Let me try to be more clear on this.
The Netflix originals has an information that user data doesn’t have witch is the “Type” but the comon column is the “Title” but my doubt is why when merge both datasets now has more rows than the user data one, since should take only the title in both datasets.

Does the Netflix Originals dataset contain all the movie/show titles from your personal data?

Yes, since have all the Netflix titles,

Even if they are both in Netflix, they might not have the same titles. Your personal dataset might include movies/shows that are not Netflix “Originals” or only available in your region. Also, it depends on when the data for the two datasets were collected, the newer dataset might have titles that weren’t available when the first one was collected.
Have you checked if they are the same?

trying to see steps how to compare the name in both columns, you have any sugestions?

I used this line
merged = pd.merge(netflix_processed, netflix_updated, on=[‘title’])
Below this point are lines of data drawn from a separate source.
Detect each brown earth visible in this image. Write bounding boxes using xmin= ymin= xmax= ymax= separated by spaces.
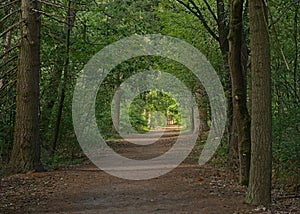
xmin=0 ymin=127 xmax=299 ymax=213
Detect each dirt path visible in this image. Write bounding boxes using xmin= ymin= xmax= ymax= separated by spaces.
xmin=1 ymin=127 xmax=299 ymax=213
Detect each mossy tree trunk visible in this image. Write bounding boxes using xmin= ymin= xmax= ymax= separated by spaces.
xmin=228 ymin=0 xmax=251 ymax=186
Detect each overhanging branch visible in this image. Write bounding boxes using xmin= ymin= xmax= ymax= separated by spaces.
xmin=176 ymin=0 xmax=219 ymax=41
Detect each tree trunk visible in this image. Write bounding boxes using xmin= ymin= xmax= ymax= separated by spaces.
xmin=228 ymin=117 xmax=238 ymax=159
xmin=112 ymin=85 xmax=121 ymax=133
xmin=246 ymin=0 xmax=272 ymax=206
xmin=228 ymin=0 xmax=251 ymax=186
xmin=40 ymin=63 xmax=62 ymax=151
xmin=293 ymin=2 xmax=299 ymax=99
xmin=195 ymin=89 xmax=209 ymax=132
xmin=148 ymin=111 xmax=152 ymax=129
xmin=176 ymin=0 xmax=252 ymax=179
xmin=216 ymin=0 xmax=240 ymax=163
xmin=39 ymin=47 xmax=64 ymax=141
xmin=52 ymin=0 xmax=74 ymax=155
xmin=9 ymin=0 xmax=43 ymax=172
xmin=191 ymin=105 xmax=195 ymax=132
xmin=176 ymin=0 xmax=242 ymax=164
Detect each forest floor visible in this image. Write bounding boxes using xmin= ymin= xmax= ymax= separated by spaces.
xmin=0 ymin=126 xmax=299 ymax=213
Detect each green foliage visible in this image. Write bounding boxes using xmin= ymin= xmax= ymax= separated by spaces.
xmin=0 ymin=0 xmax=299 ymax=192
xmin=128 ymin=96 xmax=148 ymax=132
xmin=272 ymin=102 xmax=300 ymax=188
xmin=269 ymin=0 xmax=300 ymax=189
xmin=44 ymin=153 xmax=86 ymax=170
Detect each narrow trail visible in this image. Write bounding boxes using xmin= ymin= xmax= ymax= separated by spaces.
xmin=1 ymin=126 xmax=298 ymax=213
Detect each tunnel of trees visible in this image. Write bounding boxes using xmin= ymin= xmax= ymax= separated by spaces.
xmin=0 ymin=0 xmax=299 ymax=208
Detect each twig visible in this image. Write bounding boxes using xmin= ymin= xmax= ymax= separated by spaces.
xmin=0 ymin=0 xmax=19 ymax=10
xmin=0 ymin=66 xmax=17 ymax=79
xmin=37 ymin=0 xmax=65 ymax=9
xmin=31 ymin=8 xmax=71 ymax=26
xmin=0 ymin=55 xmax=18 ymax=68
xmin=269 ymin=0 xmax=300 ymax=28
xmin=268 ymin=7 xmax=291 ymax=71
xmin=276 ymin=194 xmax=300 ymax=200
xmin=176 ymin=0 xmax=219 ymax=41
xmin=0 ymin=9 xmax=20 ymax=24
xmin=0 ymin=43 xmax=20 ymax=59
xmin=0 ymin=20 xmax=22 ymax=38
xmin=0 ymin=103 xmax=16 ymax=114
xmin=202 ymin=0 xmax=218 ymax=23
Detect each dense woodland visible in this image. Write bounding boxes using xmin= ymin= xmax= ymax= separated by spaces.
xmin=0 ymin=0 xmax=299 ymax=209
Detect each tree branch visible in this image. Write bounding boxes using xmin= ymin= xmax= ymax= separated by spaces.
xmin=202 ymin=0 xmax=218 ymax=23
xmin=269 ymin=0 xmax=300 ymax=28
xmin=0 ymin=20 xmax=22 ymax=38
xmin=268 ymin=6 xmax=291 ymax=71
xmin=176 ymin=0 xmax=219 ymax=41
xmin=216 ymin=0 xmax=229 ymax=53
xmin=0 ymin=9 xmax=20 ymax=24
xmin=0 ymin=0 xmax=19 ymax=10
xmin=37 ymin=0 xmax=65 ymax=9
xmin=31 ymin=9 xmax=71 ymax=26
xmin=0 ymin=55 xmax=18 ymax=68
xmin=0 ymin=66 xmax=17 ymax=79
xmin=188 ymin=0 xmax=219 ymax=40
xmin=0 ymin=43 xmax=20 ymax=59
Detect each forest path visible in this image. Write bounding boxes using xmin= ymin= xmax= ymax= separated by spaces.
xmin=1 ymin=126 xmax=296 ymax=213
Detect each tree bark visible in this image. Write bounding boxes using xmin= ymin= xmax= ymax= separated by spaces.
xmin=246 ymin=0 xmax=272 ymax=206
xmin=216 ymin=0 xmax=241 ymax=163
xmin=112 ymin=85 xmax=121 ymax=133
xmin=195 ymin=89 xmax=209 ymax=132
xmin=9 ymin=0 xmax=43 ymax=172
xmin=52 ymin=0 xmax=74 ymax=155
xmin=293 ymin=2 xmax=299 ymax=99
xmin=228 ymin=0 xmax=251 ymax=186
xmin=176 ymin=0 xmax=251 ymax=179
xmin=39 ymin=52 xmax=63 ymax=142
when the dataset is finish I have a new column called _merge and show Three options
left_only
right_only
both

I attach the final CSV.
https://drive.google.com/file/d/1u9Oz04a5txNtyeqddbdK9uTBporsTSBU/view?usp=sharing

I’ve just sent you as request to grant me access to check your csv.

I’m a beginner as well, so I don’t know what’s the best way to compare for common titles.
One way I can think of is using merge :smiley: Using ‘inner’ merge will return only the titles that are common!

access granted, but I found the problem,

there’s a title present in the user dataset but not present on the netflix titles.

I’m glad you managed to figure it out! Good luck with your project!